Go Back
4.50 from 2 votes

Semiya Payasam ~ Vermicelli Milk Dessert

Course Dessert
Cuisine South Indian
Prep Time 5 minutes
Cook Time 40 minutes
Total Time 45 minutes
Servings 4 -6
Author Rafeeda

Ingredients

  • 3 tsp ghee
  • 1 1/2 cup vermicelli
  • 1 liter milk
  • A fat pinch cardamom powder
  • 1/4 tsp salt
  • 1 cup thin coconut milk
  • 1/3 cup sugar
  • FOR TEMPERING:
  • 1 tbsp ghee
  • 10 cahew nuts
  • 10 almonds
  • 15-20 raisins

Instructions

  • Heat ghee in a thick bottomed sauce pan.
  • Add in the vermicelli and roast till it looks golden brown.
  • Pour in the milk along with the cardamom powder salt and bring it to boil.
  • Keep on low flame, stirring occasionally. You will start noticing the vermicelli plump up and mix into the milk, rather than settling at the bottom. The milk will also start thickening. This will take anytime between 15 minutes to 25 minutes depending upon how quick the vermicelli cooks.
  • Add in the coconut milk and sugar and simmer for five minutes.

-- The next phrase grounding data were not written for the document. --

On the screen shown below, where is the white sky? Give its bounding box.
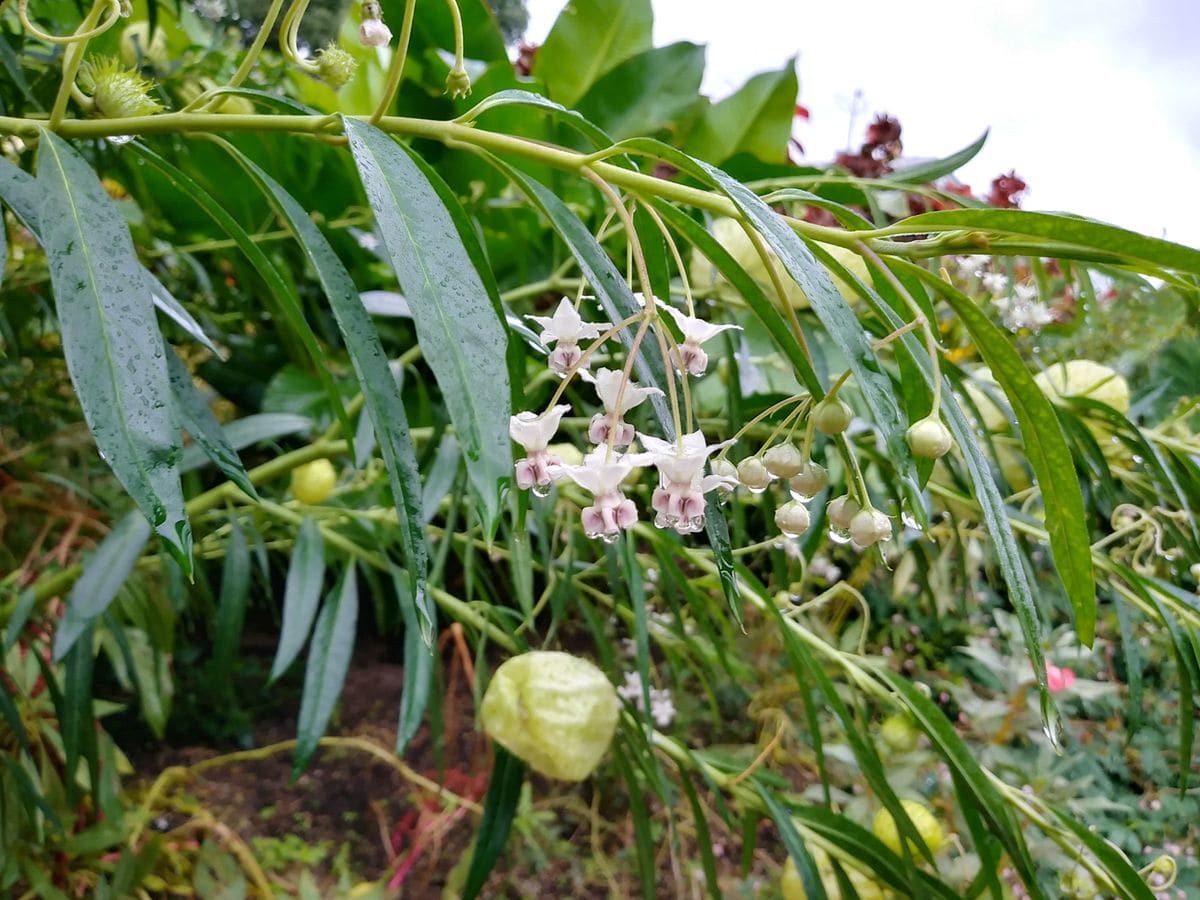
[524,0,1200,249]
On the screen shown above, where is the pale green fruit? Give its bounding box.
[1033,360,1129,414]
[290,459,338,504]
[906,416,953,459]
[764,442,806,478]
[781,850,887,900]
[872,799,946,857]
[688,217,866,308]
[480,651,620,782]
[813,398,853,435]
[879,713,920,752]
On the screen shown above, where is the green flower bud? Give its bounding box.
[788,462,828,500]
[481,651,620,781]
[736,457,772,492]
[906,415,953,459]
[850,507,892,547]
[775,501,811,538]
[316,44,358,89]
[826,495,860,531]
[78,56,161,119]
[812,397,852,435]
[445,64,472,99]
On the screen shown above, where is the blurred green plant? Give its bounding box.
[2,0,1199,896]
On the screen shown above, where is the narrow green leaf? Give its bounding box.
[0,677,31,758]
[60,623,98,804]
[222,144,431,634]
[211,518,250,680]
[294,564,359,774]
[145,268,221,356]
[678,774,722,900]
[1046,803,1156,900]
[2,754,62,833]
[37,132,190,569]
[180,413,313,472]
[128,142,354,447]
[3,588,37,651]
[164,343,256,499]
[756,784,828,900]
[882,131,989,185]
[53,511,152,662]
[702,490,743,629]
[878,669,1045,898]
[394,564,434,753]
[343,118,511,536]
[456,89,614,148]
[614,743,659,899]
[534,0,653,108]
[269,518,326,683]
[922,270,1096,644]
[462,744,525,900]
[893,208,1200,275]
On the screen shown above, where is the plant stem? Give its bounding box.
[369,0,418,124]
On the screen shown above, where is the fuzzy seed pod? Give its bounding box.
[480,651,620,781]
[763,442,805,478]
[871,799,945,857]
[906,415,953,459]
[291,459,338,504]
[775,501,811,538]
[736,457,772,492]
[812,397,852,435]
[849,507,892,547]
[316,44,358,89]
[788,462,828,499]
[78,56,161,118]
[826,495,860,531]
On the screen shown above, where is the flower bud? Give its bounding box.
[850,507,892,547]
[316,44,358,89]
[871,799,945,857]
[813,397,852,435]
[445,65,472,98]
[763,442,805,478]
[78,56,161,118]
[788,462,828,500]
[711,458,738,486]
[879,713,920,752]
[358,1,392,47]
[480,651,620,781]
[906,415,953,459]
[291,459,338,504]
[826,495,860,531]
[736,457,772,492]
[775,501,811,538]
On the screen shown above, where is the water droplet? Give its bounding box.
[599,531,620,545]
[828,528,852,545]
[531,484,550,499]
[107,134,135,145]
[901,512,923,531]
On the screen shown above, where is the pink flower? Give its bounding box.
[560,448,645,542]
[655,303,741,377]
[509,405,570,495]
[1046,663,1076,693]
[359,17,392,47]
[637,430,734,534]
[588,367,662,449]
[527,298,611,375]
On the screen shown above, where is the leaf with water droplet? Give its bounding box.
[35,131,191,573]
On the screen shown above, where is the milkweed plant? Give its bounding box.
[1,0,1198,895]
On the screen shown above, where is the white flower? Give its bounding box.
[359,18,393,46]
[527,298,611,374]
[981,272,1009,295]
[594,367,661,415]
[589,367,663,448]
[509,405,570,493]
[638,430,734,534]
[509,405,569,453]
[656,304,741,376]
[617,671,676,728]
[956,255,987,278]
[560,447,646,541]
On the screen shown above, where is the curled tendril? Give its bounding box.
[18,0,123,44]
[1138,854,1178,891]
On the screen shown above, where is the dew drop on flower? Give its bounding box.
[531,484,550,499]
[599,531,620,545]
[107,134,135,145]
[901,512,923,531]
[828,528,852,545]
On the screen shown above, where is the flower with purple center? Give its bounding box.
[527,297,611,375]
[588,367,662,448]
[560,447,646,542]
[656,304,741,377]
[509,404,570,496]
[638,430,734,534]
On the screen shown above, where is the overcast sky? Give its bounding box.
[524,0,1200,249]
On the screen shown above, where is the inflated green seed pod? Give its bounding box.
[480,651,620,781]
[78,56,161,118]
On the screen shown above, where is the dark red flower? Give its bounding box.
[988,170,1027,208]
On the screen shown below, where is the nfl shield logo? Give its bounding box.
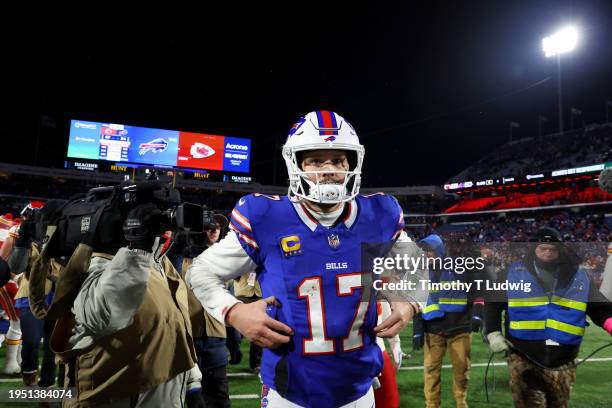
[328,234,340,249]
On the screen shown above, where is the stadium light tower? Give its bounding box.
[542,26,578,136]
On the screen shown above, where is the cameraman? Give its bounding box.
[67,203,204,407]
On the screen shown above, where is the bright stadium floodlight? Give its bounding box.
[542,26,578,58]
[542,26,579,136]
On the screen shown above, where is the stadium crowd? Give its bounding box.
[449,123,612,183]
[443,183,612,213]
[408,208,611,242]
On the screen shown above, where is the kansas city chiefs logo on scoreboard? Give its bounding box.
[190,142,216,159]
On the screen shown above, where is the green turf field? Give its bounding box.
[0,321,610,407]
[224,321,612,408]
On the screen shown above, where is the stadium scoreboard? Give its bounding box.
[66,120,252,176]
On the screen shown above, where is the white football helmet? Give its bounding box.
[282,111,364,204]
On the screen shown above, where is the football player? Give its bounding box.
[188,110,427,407]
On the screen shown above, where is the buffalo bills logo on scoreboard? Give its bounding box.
[138,138,169,155]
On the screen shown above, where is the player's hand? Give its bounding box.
[374,301,417,338]
[226,296,294,349]
[372,376,381,390]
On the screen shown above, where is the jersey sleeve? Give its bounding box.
[377,194,405,240]
[186,231,258,324]
[391,196,406,239]
[229,195,262,266]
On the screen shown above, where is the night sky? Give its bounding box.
[4,1,612,187]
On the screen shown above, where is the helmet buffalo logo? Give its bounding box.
[288,117,306,138]
[138,138,168,155]
[323,135,336,142]
[190,143,216,159]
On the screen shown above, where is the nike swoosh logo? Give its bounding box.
[239,198,246,206]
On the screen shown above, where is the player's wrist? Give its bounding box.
[408,301,420,314]
[225,302,244,325]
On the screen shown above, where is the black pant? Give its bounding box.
[195,337,230,408]
[249,342,262,370]
[225,326,242,365]
[202,366,230,408]
[19,307,56,386]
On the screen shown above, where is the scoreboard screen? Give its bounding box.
[67,120,251,173]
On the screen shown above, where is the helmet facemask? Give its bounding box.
[283,146,363,204]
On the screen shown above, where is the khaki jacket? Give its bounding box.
[181,258,226,339]
[53,250,196,407]
[234,272,262,299]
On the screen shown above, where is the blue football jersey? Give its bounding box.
[229,193,404,407]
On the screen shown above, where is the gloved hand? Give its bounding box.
[604,317,612,335]
[123,203,162,251]
[487,331,511,353]
[372,376,381,390]
[390,341,404,370]
[185,390,205,408]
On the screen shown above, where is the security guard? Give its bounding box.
[485,227,612,408]
[417,234,483,408]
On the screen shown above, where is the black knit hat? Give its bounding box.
[532,227,562,243]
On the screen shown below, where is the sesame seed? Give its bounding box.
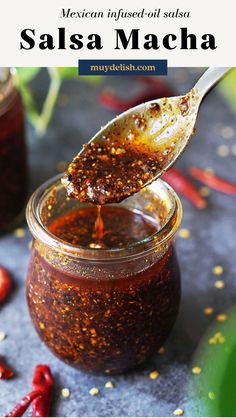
[231,144,236,156]
[221,126,234,139]
[61,388,70,398]
[178,229,191,239]
[173,408,184,416]
[0,331,6,342]
[204,307,214,316]
[39,322,45,329]
[192,366,202,375]
[208,332,225,345]
[149,370,160,380]
[89,387,99,396]
[214,280,225,289]
[105,381,115,389]
[158,346,165,354]
[199,186,210,197]
[14,228,25,238]
[217,145,229,157]
[208,391,216,400]
[205,167,214,176]
[216,313,228,322]
[212,265,224,276]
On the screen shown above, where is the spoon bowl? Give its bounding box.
[62,68,230,205]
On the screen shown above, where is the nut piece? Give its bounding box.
[212,265,224,276]
[89,387,99,396]
[192,366,202,375]
[61,388,70,398]
[105,381,114,389]
[173,408,184,416]
[178,229,191,239]
[149,370,160,380]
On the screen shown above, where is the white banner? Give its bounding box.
[0,0,234,66]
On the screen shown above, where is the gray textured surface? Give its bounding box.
[0,69,236,416]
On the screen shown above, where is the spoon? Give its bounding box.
[63,67,230,205]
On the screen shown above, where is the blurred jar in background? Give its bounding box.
[0,68,27,232]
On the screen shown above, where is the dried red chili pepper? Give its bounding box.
[163,168,206,209]
[189,167,236,195]
[0,358,14,379]
[0,266,12,303]
[31,365,53,417]
[5,391,42,417]
[5,365,53,417]
[98,80,175,112]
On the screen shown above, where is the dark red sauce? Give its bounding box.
[26,206,180,374]
[0,90,27,231]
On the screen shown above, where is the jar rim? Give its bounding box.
[26,174,182,261]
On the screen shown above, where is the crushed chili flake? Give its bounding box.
[0,358,13,379]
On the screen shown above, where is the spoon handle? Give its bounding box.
[195,67,231,100]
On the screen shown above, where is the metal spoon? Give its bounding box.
[63,67,230,205]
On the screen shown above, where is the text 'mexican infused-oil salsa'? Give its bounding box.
[26,100,184,374]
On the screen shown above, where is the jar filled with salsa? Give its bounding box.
[26,175,182,374]
[0,68,27,232]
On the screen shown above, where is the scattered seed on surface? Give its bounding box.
[205,167,214,175]
[216,313,228,322]
[208,391,216,400]
[14,228,25,238]
[214,280,225,289]
[204,307,214,316]
[39,322,45,329]
[178,229,191,239]
[208,332,225,345]
[0,331,6,342]
[231,144,236,156]
[221,126,234,139]
[61,388,70,398]
[199,186,211,197]
[192,366,202,375]
[158,346,165,354]
[217,145,230,157]
[173,408,184,416]
[212,265,224,276]
[105,381,115,389]
[149,370,160,380]
[89,387,99,396]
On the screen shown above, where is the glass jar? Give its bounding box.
[26,175,182,374]
[0,68,27,232]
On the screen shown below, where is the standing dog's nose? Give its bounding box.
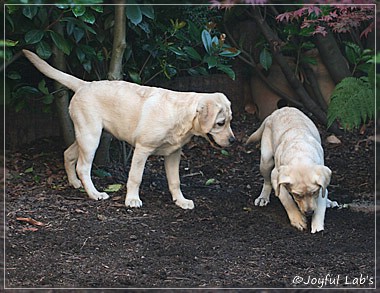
[229,136,236,144]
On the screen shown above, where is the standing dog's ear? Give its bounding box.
[276,166,292,196]
[313,165,332,198]
[197,98,221,134]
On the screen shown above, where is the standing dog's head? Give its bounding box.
[275,165,331,217]
[193,93,235,148]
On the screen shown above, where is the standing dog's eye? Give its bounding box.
[217,121,225,127]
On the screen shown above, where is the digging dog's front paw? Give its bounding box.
[254,196,270,207]
[289,213,307,231]
[89,192,110,200]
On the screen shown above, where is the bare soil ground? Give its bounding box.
[4,113,377,290]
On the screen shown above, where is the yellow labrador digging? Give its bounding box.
[246,107,338,233]
[23,50,235,209]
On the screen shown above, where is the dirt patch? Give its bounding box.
[4,113,377,289]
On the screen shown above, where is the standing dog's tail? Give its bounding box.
[245,116,269,145]
[22,49,87,92]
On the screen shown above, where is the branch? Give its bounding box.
[224,24,303,108]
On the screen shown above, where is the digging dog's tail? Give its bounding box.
[245,116,269,145]
[23,49,87,92]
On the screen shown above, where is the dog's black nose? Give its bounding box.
[229,136,236,144]
[305,210,314,217]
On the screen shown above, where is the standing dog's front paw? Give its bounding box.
[175,198,194,210]
[289,213,307,231]
[125,197,143,208]
[89,192,110,200]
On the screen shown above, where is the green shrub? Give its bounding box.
[327,76,374,131]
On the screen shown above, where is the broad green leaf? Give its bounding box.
[129,71,142,84]
[204,55,217,69]
[219,48,240,58]
[140,5,154,19]
[49,31,71,55]
[221,150,229,156]
[25,30,44,44]
[25,167,34,173]
[184,46,202,61]
[73,27,85,43]
[1,39,18,47]
[217,64,235,80]
[259,48,272,71]
[201,30,212,54]
[104,184,123,193]
[91,5,103,13]
[81,11,96,24]
[72,6,86,17]
[23,6,38,19]
[126,5,142,26]
[38,79,49,95]
[7,71,21,80]
[168,46,186,57]
[36,41,52,59]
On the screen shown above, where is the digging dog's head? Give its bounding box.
[275,165,332,217]
[194,93,235,148]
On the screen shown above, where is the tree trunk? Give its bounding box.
[94,2,127,166]
[52,23,75,147]
[314,32,351,84]
[250,7,342,134]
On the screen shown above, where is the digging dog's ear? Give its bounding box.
[276,166,292,196]
[313,166,332,198]
[196,98,221,134]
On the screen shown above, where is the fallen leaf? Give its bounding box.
[16,217,45,226]
[104,184,123,193]
[326,135,341,144]
[22,227,39,232]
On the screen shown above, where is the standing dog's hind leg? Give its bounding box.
[64,141,82,189]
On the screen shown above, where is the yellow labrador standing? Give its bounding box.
[246,107,338,233]
[23,50,235,209]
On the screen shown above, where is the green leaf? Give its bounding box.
[25,167,34,173]
[205,178,217,186]
[216,64,235,80]
[72,6,86,17]
[7,71,21,80]
[259,48,272,71]
[49,31,71,55]
[219,48,240,58]
[140,5,154,20]
[221,150,229,156]
[91,5,103,13]
[204,55,217,69]
[36,41,52,59]
[23,6,38,19]
[73,27,85,43]
[25,30,44,44]
[93,169,111,178]
[168,46,185,56]
[104,184,123,193]
[201,30,212,54]
[184,46,202,61]
[38,79,49,95]
[128,71,142,84]
[80,11,96,24]
[126,5,142,26]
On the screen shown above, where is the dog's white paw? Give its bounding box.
[289,214,307,231]
[89,192,110,200]
[125,197,143,208]
[70,179,83,189]
[175,199,194,210]
[254,196,270,206]
[327,199,339,208]
[311,223,324,234]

Switch off.
  • Prepare the tempering by frying the nuts in hot ghee. Switch off and add the raisins, toss till the raisins plump up.
  • Add into the prepared payasam and keep closed for at least 1/2 an hour for flavors to mingle.
  • Serve warm!

Notes

The payasam thickens as it sits. Warm a little water and add till the desired consistency is reached.
This tastes amazing when served cold as well!